Ralston on the outer
Bill Ralston writes that he seems to have offended she who rules:
The Prime Minister has gone off me. I keep hearing from colleagues that she has been complaining loudly about these columns and my work on Radio Live’s drive show in the afternoons, when I often interview politicians. Apparently she believes I have “gone Tory”.
We’ve known each other since university days and I’ve always been moderately liberal in outlook, so she is puzzled by my criticism of the Government.
I have not had a road to Damascus experience and decided National is the way, the truth and the light.

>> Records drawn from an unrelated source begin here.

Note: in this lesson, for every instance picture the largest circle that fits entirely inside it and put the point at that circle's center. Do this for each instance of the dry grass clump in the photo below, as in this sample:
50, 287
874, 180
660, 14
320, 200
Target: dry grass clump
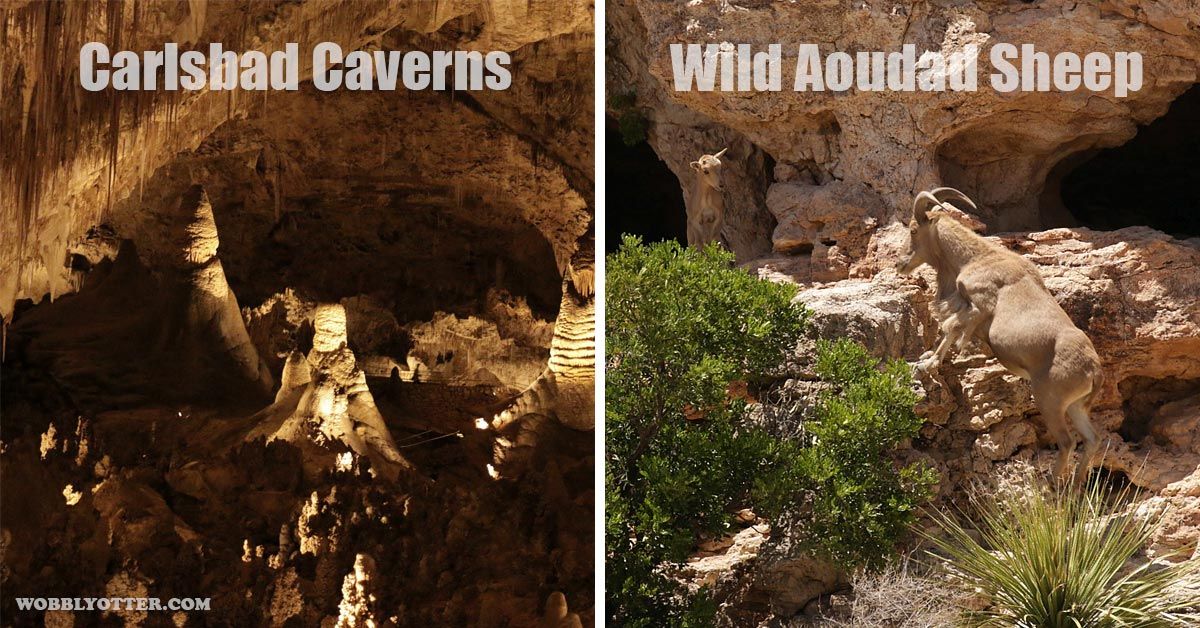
903, 594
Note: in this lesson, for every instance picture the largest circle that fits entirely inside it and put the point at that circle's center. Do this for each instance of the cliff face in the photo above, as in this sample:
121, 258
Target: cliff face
253, 330
820, 186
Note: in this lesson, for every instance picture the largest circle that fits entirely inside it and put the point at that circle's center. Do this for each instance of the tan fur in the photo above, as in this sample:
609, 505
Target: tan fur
706, 214
990, 293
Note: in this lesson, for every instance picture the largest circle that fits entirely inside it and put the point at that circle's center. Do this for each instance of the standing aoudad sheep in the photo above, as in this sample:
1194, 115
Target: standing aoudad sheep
706, 214
990, 293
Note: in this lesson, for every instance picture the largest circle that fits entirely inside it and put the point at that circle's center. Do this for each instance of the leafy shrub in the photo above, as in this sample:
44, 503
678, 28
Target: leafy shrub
682, 326
857, 504
1055, 558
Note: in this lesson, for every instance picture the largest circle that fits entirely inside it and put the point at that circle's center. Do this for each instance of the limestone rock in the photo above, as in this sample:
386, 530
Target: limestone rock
831, 222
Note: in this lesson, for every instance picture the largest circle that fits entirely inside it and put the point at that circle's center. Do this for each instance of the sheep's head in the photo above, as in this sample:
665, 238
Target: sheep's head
708, 167
922, 229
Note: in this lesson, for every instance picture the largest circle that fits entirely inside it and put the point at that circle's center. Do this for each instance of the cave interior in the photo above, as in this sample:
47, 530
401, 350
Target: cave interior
151, 416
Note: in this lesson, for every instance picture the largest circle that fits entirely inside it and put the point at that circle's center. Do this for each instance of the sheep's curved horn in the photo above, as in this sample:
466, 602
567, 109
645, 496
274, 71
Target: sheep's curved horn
927, 201
922, 204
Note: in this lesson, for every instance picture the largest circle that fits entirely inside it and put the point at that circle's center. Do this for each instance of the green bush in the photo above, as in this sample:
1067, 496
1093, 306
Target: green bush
1054, 558
682, 326
857, 504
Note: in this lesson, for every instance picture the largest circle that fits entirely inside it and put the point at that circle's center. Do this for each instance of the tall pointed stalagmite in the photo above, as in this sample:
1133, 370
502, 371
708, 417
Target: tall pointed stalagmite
324, 399
211, 326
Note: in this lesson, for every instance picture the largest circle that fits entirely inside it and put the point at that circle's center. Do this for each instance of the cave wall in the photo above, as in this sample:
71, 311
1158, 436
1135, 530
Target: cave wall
81, 154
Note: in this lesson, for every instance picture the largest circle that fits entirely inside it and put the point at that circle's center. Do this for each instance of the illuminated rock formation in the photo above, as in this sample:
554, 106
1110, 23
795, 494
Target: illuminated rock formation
210, 320
324, 399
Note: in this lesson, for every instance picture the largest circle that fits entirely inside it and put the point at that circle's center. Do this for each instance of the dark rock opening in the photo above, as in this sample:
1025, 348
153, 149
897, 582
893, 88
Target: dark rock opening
1150, 180
1144, 401
642, 192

It is simply that this Government has been in power for nine years and after that length of time it is inevitable it will have done things that provoke criticism.
Bill, Bill, Bill. If you criticise the Government, then of course you are a golf playing Tory. Either that or a chinless scarf wearer. You can’t be a friendly critic – friendly criticism is seen in the same light as friendly fire – a target to be fired back at.
Ralston then goes on to state all the current economic problems, and then observes:
Some of these factors are outside the control of the Government but it would be nice to see it concentrating on the issues that concern us.
Instead, Labour whinges about John Key. The National Party leader had a point last week when he accused the Government of fiddling while the economy burned. He asked what was the cost of the Government using countless bureaucrats to endlessly scour records in an attempt to discover inconsistencies in any utterance he made.
Helen Clark’s response was to yell “Diddums”, and Michael Cullen told Key to “get used to the fact he is playing with the big boys now”.
Displaying a sad and pathetic chip on his shoulder, Cullen went on to sneer that Key was the “MP for King’s College”. As a child, Cullen attended Christ’s College on a scholarship, an experience that obviously scarred him and left him with some kind of weird class hatred of those he terms “rich pricks”.
Hence his envy tax in 1999 to take an extra 6% off those earning more than $60,000. There was and is no fiscal need for it.
Can I suggest to Dr Cullen that the rest of us “poor pricks” would prefer he concentrated on delivering a budget that took the pressure off our diminishing disposable incomes rather than making infantile personal attacks?
Labour has become obsessed by John Key. The Government launched a campaign of ridicule to try to dent his credibility and at every opportunity it seeks to portray him as some kind of evil mastermind plotting to sell the family silver and deliver us into some kind of globalised bondage.
For many of us these attacks don’t ring true. Key is a quietly spoken, thoughtful sort of guy, obviously bright but somewhat colourless.
He is not Hannibal Lecter and all attempts to convince us that he is are doomed to fail.
That’s a visual association I could do without!